What Is an ASPX File?

Open an Active Server Page Extended file with a web browser or text editor

What to Know

  • An ASPX file is an Active Server Page Extended file.
  • Open one with your web browser or a text editor like Notepad++.
  • Convert to HTML, ASP, and other similar formats using Visual Studio.

This article explains what ASPX files are and how they're used, what to do if you download one by mistake, and how to convert one to a more usable format.

What Is An ASPX File?

A file with the ASPX file extension is an Active Server Page Extended file that's designed for Microsoft's ASP.NET framework. It's also called a .NET web form. Although they look fairly similar, ASPX files aren't the same as Web Handler files that end in ASHX.

A web server generates these files, and they and contain scripts and source codes that help communicate to a browser how a web page should be opened and displayed.

Person looking at aspx files on a computer

Derek Abella / Lifewire

More often than not, you'll probably only see this extension in a URL or when your browser accidentally sends you an ASPX file instead of the one you thought you were downloading.
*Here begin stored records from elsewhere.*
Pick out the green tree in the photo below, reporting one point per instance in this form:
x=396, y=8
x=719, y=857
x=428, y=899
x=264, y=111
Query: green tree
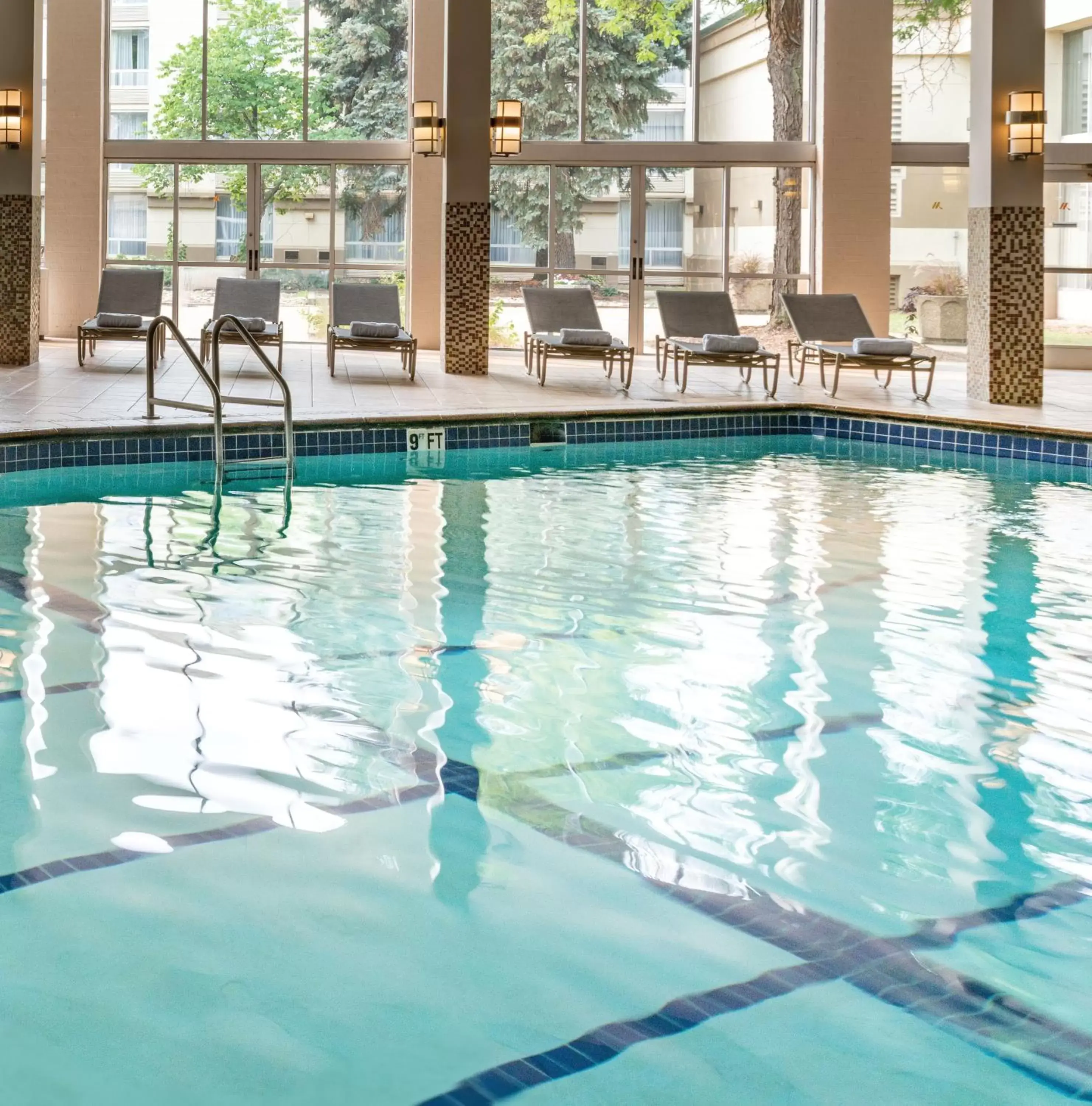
x=255, y=92
x=786, y=69
x=536, y=59
x=361, y=55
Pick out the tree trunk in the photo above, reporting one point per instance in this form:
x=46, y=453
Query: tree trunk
x=786, y=65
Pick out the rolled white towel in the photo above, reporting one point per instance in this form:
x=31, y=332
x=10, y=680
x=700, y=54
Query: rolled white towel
x=113, y=321
x=730, y=343
x=883, y=348
x=253, y=323
x=374, y=330
x=586, y=338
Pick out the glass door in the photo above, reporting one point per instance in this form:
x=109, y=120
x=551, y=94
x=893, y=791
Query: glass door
x=680, y=243
x=292, y=237
x=560, y=226
x=215, y=237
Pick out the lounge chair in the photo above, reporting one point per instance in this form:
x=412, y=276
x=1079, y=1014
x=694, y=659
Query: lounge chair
x=554, y=310
x=698, y=317
x=134, y=292
x=369, y=303
x=247, y=299
x=830, y=330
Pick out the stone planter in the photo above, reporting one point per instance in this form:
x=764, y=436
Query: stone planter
x=943, y=319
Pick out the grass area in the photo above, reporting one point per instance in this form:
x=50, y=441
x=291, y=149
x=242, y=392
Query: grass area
x=1068, y=338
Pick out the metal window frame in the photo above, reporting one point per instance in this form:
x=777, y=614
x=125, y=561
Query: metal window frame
x=254, y=166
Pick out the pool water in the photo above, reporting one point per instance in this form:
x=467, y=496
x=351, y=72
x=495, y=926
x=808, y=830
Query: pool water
x=724, y=771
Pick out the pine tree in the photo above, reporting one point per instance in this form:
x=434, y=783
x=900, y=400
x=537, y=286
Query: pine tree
x=361, y=55
x=536, y=51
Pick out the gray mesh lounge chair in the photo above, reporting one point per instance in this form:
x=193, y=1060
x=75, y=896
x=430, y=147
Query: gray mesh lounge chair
x=550, y=310
x=369, y=303
x=827, y=327
x=247, y=299
x=123, y=292
x=694, y=314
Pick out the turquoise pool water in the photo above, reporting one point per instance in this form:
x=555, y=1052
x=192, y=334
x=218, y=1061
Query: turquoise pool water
x=751, y=771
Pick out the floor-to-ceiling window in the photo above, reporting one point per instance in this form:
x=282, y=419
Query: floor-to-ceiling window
x=609, y=88
x=258, y=139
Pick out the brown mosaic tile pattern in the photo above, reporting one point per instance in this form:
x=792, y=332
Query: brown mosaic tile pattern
x=20, y=279
x=466, y=289
x=1005, y=332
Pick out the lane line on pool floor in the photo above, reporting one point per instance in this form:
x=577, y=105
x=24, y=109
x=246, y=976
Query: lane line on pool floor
x=763, y=917
x=884, y=968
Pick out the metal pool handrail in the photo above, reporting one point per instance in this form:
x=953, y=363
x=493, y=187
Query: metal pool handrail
x=213, y=383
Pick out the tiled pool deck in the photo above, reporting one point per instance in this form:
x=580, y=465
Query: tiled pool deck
x=58, y=416
x=108, y=394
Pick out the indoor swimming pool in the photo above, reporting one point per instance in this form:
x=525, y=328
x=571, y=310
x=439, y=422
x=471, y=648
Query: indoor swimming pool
x=747, y=770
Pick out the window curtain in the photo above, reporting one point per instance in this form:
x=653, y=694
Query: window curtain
x=1076, y=49
x=128, y=225
x=664, y=223
x=506, y=241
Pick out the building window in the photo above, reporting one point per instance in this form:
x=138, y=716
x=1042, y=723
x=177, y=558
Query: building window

How to Open Downloaded ASPX Files

If you've downloaded an ASPX file and expected it to contain information (like a document or other saved data), it's likely that something is wrong with the website, and instead of generating usable information, it provided this server-side file instead.

In that case, one trick is to simply rename it to whatever you expect it to be. For example, if you expected a PDF version of a bill from your online bank account, but instead got a file with this file extension, rename it to bill.pdf and then open that. If you expected an image, rename it to image.jpg. You get the idea.

Screenshot showing how to change the file extension of an ASPX file to PDF
Renaming ASPX to PDF.

To rename a file's extension, your computer has to be set up to show the file extension. This is explained in our What Is a File Extension? article.

The issue here is that sometimes the server (the website you're getting the file from) doesn't properly name the generated file (the PDF, the image, the music file, etc.) and present it for downloading as it should. You're just manually taking that last step.

You can't always change a file extension to something else and expect it to work under the new format. This case with a PDF file and the ASPX file extension is a very special circumstance because it's basically just a naming error that you're fixing.

Sometimes the cause of this problem is browser or plug-in related, so you might have luck loading the page that's generating the ASPX file from a different browser than the one you're using now. For example, if you're using Edge, switch to Chrome or Firefox.

How to Open Other ASPX Files

Seeing a URL with ASPX at the end, like this one from Microsoft, means the page is being run in the ASP.NET framework:

https://www.microsoft.com/web/downloads/platform.aspx

There's no need to do anything to open this type of file because your browser does it for you.

When the browser displays the page, it looks completely normal; this is what the source code behind the page looks like in that example:

Screenshot of the text behind an ASPX web page
ASPX Sample Text.

The actual code in the file is processed by the web server and can be coded in any program that codes in ASP.NET. Microsoft's Visual Studio is one free program you can use to open and edit these files. Another tool, although not free, is the popular Adobe Dreamweaver. Sometimes, an ASPX file can be viewed, and its contents edited, with one of these free text file editors.

Many URLs end in default.aspx because that file serves as the default web page for Microsoft IIS servers (i.e., that's the page that opens when a user requests the site's root web page). It can, however, be changed to a different file by an admin.

How to Convert an ASPX File

ASPX files have an explicit purpose. Unlike images, like PNGs or JPGs, where a file conversion retains compatibility with most image editors and viewers, ASPX files will stop doing what they're meant to do if you convert them to other file formats.

Converting one to HTML, for example, will certainly make the HTML result look like the ASPX web page. However, since the elements of the ASPX file are processed on a server, you can't use them properly if they exist as HTML, PDF, JPG, or any other file you convert them to.

Given that there are programs that use ASPX files, you can save one as something else if you open it in an appropriate editor. Visual Studio, for example, can save one to HTML, ASP, WSF, VBS, ASMX, JS, etc.

Still Can't Open It?

Be careful to avoid confusing other similarly named file extensions for one that ends with .ASPX.

For example, ASX files look like they might be related, but they could actually be index files that only work within the context of the Alpha Anywhere platform.

FAQ
  • How do you open ASPX files on Android?

    To turn an ASPX file into a PDF for viewing on an Android, open the file as normal, go to File > Print and choose to print as a PDF.

  • How do you open an ASPX file on a Mac?

    Microsoft has a Mac version of its Visual Studio software, which allows you to open ASPX files on that platform. Download and install Visual Studio for Mac on Microsoft's website.

  • How do you create an ASPX file using inline code instead of code behind?

    To use inline code, create a new web page on your website in Visual Studio and make sure Place code in separate file is unchecked.